Integrating SQL databases and SCADA to maximize efficiency and reliability

Structured query language (SQL) can help SCADA software users improve their connectivity and ability to send and receive data.

Courtesy: Inductive Automation

Structured query language (SQL) insights

Structured query language (SQL) can help supervisory control and data acquisition (SCADA) users get a better handle on managing their data.
SQL database is simpler and easier to use than other databases and can give users more freedom in how they manage and handle their data.

Using structured query language (SQL) for automation is nothing new. SQL databases have been working in the background of many different systems for decades, but even today there are some who are hesitant to mix SQL with industrial automation software like supervisory control and data acquisition (SCADA).

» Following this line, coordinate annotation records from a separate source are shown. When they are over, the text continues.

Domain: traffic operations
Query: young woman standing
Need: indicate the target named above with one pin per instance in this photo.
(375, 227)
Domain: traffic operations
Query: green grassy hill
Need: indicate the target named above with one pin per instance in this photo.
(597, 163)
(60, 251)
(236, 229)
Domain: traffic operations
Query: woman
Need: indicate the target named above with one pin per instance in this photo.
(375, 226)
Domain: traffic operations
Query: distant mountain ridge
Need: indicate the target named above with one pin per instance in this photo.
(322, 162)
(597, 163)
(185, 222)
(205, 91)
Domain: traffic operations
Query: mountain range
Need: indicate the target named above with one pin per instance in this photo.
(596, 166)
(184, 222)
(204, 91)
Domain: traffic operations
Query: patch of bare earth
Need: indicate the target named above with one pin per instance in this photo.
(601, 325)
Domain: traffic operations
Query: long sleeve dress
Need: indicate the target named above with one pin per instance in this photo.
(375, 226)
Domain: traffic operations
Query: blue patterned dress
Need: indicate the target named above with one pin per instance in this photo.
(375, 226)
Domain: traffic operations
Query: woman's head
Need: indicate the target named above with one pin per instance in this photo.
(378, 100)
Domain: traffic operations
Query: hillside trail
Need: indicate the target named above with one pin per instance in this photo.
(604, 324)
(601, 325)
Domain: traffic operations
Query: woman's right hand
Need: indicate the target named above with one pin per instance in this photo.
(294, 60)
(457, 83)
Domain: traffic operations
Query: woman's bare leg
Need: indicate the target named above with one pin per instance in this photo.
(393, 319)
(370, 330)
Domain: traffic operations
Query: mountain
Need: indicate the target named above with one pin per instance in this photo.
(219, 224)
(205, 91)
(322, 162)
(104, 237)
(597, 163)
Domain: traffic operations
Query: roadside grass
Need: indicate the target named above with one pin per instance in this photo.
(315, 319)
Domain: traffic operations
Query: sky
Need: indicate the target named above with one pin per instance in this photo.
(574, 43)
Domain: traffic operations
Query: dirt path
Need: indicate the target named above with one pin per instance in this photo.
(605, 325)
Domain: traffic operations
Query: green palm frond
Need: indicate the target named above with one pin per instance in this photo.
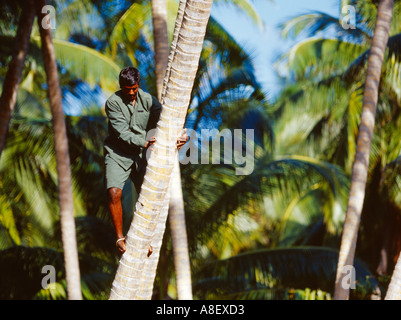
(220, 192)
(127, 30)
(21, 276)
(277, 270)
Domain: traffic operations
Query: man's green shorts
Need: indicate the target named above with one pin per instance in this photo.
(116, 176)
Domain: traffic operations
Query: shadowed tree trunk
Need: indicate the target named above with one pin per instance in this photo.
(364, 140)
(394, 288)
(62, 160)
(133, 280)
(15, 68)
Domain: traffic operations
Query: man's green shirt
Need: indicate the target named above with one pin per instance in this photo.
(129, 125)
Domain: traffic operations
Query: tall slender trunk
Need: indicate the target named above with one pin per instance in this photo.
(13, 76)
(155, 189)
(62, 160)
(361, 162)
(179, 236)
(176, 211)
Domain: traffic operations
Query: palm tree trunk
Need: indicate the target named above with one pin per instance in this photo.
(394, 288)
(361, 162)
(179, 236)
(155, 188)
(62, 160)
(13, 77)
(176, 206)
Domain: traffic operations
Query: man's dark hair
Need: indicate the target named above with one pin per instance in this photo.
(129, 76)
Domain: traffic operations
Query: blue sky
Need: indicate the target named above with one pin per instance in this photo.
(266, 44)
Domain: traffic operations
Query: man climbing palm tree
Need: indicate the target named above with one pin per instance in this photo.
(132, 114)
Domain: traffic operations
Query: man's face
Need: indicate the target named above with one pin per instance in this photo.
(130, 91)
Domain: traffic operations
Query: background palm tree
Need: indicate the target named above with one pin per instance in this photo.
(63, 161)
(13, 77)
(151, 200)
(361, 162)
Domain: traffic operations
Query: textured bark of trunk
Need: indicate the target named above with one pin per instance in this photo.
(63, 161)
(361, 162)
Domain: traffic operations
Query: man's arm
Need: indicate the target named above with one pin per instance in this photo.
(121, 127)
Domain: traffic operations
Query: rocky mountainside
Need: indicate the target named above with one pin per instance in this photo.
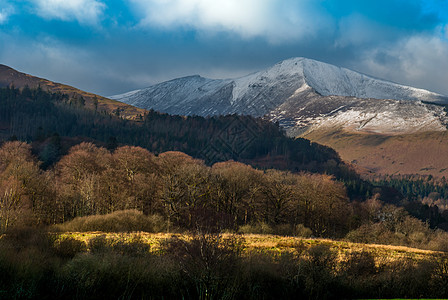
(302, 94)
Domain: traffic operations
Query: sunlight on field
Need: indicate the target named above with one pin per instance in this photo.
(269, 244)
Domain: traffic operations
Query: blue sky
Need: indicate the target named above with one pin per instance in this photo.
(114, 46)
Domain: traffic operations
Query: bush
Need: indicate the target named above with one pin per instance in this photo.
(258, 228)
(68, 247)
(303, 231)
(119, 221)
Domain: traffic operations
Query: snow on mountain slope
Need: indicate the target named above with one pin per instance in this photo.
(300, 93)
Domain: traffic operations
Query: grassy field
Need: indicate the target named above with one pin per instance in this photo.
(269, 244)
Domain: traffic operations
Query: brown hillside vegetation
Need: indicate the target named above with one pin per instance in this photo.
(11, 77)
(419, 153)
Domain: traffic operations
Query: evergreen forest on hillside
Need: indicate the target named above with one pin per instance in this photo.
(207, 185)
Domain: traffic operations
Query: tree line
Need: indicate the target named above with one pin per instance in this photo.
(189, 195)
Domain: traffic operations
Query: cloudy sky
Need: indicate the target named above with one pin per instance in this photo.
(113, 46)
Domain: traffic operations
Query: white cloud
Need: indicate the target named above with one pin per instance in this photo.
(356, 30)
(420, 61)
(273, 19)
(6, 10)
(84, 11)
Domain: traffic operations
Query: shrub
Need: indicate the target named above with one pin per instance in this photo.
(68, 247)
(258, 228)
(302, 231)
(119, 221)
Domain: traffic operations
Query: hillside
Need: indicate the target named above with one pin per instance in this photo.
(38, 116)
(11, 77)
(422, 153)
(377, 125)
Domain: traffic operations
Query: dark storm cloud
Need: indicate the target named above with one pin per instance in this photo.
(110, 47)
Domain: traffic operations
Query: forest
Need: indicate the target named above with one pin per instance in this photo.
(67, 171)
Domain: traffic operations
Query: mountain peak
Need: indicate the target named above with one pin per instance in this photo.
(298, 92)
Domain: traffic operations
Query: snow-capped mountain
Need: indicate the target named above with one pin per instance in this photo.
(301, 94)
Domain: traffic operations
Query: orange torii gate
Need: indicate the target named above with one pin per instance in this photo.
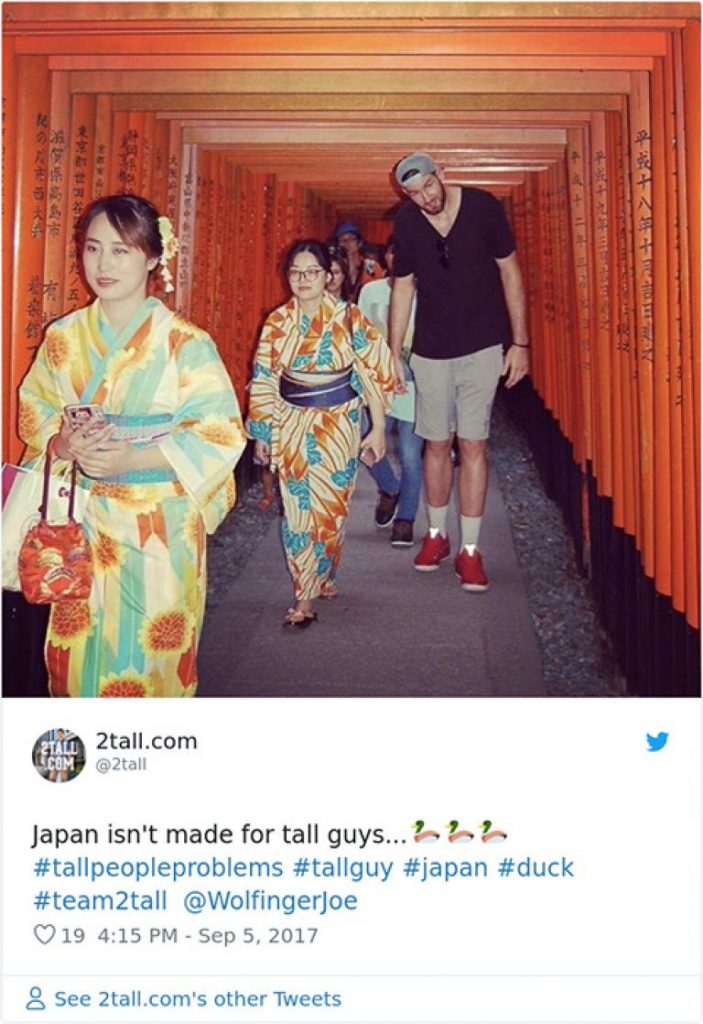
(251, 127)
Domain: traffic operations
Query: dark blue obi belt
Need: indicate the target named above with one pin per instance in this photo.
(324, 394)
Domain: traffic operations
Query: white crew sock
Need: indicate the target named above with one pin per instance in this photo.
(438, 518)
(471, 526)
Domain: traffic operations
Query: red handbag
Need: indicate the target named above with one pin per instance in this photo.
(55, 560)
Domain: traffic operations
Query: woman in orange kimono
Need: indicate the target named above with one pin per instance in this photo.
(317, 363)
(159, 472)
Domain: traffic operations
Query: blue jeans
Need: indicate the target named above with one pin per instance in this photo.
(410, 455)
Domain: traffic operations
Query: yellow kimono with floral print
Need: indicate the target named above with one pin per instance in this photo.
(160, 380)
(316, 450)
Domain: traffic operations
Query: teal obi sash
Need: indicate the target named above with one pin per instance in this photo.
(142, 431)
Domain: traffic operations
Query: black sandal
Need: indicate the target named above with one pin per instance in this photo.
(299, 620)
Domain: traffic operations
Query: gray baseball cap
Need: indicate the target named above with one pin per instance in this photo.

However, as more SCADA software users feel the pressure of keeping up in today’s connected, data-driven world, SQL has received more well-deserved attention.

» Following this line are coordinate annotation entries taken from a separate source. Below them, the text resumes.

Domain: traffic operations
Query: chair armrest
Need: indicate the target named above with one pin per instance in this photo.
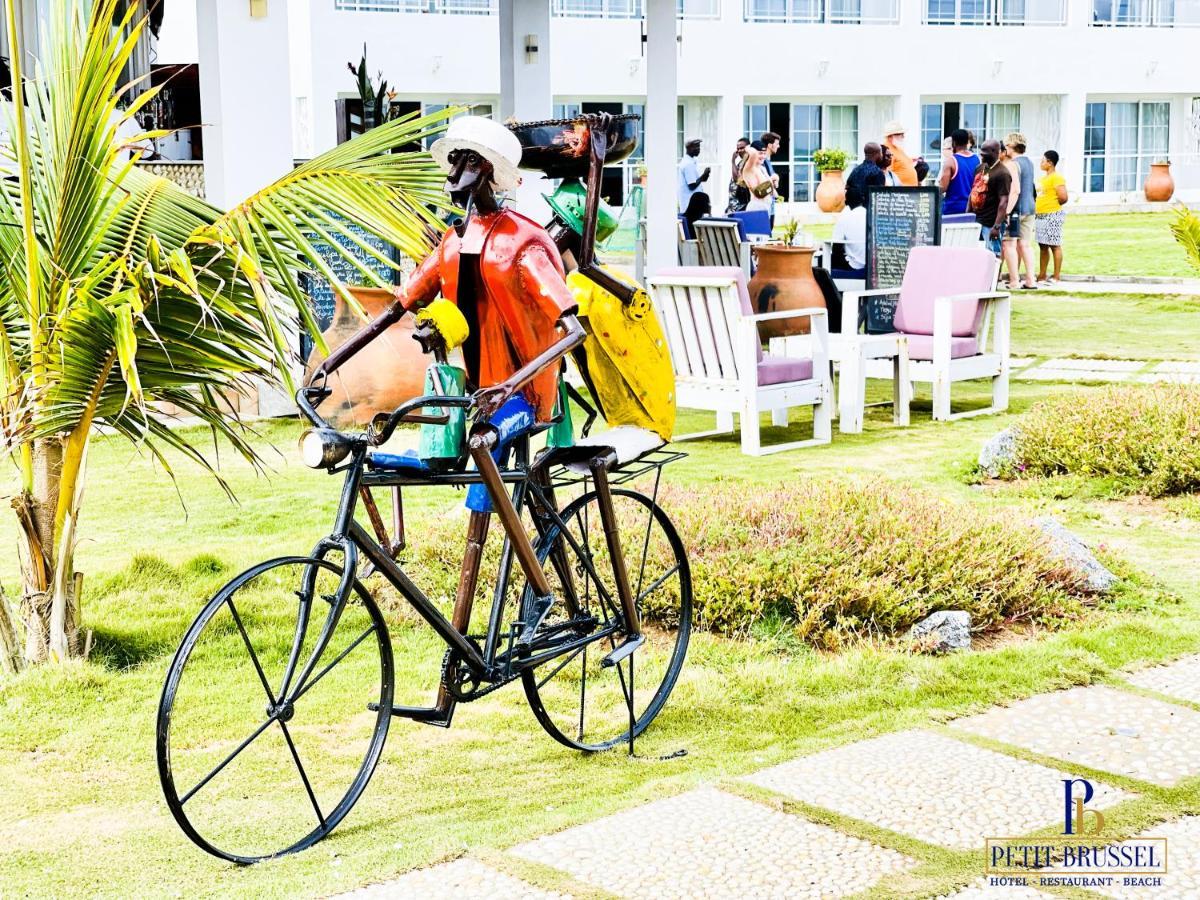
(786, 315)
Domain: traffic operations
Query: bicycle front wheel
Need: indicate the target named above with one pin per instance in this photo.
(264, 744)
(580, 702)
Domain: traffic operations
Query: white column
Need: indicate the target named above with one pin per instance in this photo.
(525, 83)
(1071, 148)
(245, 97)
(661, 99)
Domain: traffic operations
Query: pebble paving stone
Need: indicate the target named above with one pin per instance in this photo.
(711, 844)
(929, 786)
(1179, 679)
(460, 880)
(1182, 879)
(1101, 727)
(982, 891)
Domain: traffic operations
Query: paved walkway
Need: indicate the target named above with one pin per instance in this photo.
(999, 774)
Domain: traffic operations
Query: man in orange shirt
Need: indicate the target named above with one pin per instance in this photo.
(903, 165)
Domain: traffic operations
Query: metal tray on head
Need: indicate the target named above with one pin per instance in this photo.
(558, 148)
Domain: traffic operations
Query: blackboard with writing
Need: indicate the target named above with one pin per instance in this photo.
(898, 219)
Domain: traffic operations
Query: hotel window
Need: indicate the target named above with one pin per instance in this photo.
(803, 129)
(1121, 141)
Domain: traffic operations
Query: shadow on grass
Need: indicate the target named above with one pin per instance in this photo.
(141, 611)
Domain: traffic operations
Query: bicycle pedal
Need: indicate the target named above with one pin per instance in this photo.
(624, 649)
(539, 610)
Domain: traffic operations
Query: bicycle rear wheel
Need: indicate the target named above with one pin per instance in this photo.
(259, 753)
(580, 702)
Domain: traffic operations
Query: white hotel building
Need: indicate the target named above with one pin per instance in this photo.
(1113, 85)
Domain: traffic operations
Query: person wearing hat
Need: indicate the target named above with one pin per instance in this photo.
(903, 165)
(690, 177)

A database can often be one of the most important components of any control system. Over many years of development, it has become increasingly clear that control systems integrated with databases that use open standards (such as SQL) have a major advantage over systems that use proprietary databases, which is why the combination of SQL and an industrial application platform is so valuable.

The SQL programming language

According to the American National Standards Institute (ANSI), SQL is the standard programming language for managing data in a relational database management system (RDBMS) and the one of the most widely used languages for relational databases. It was first developed for IBM in the 1970s and has been used consistently for almost 50 years to store and manage data in SQL databases.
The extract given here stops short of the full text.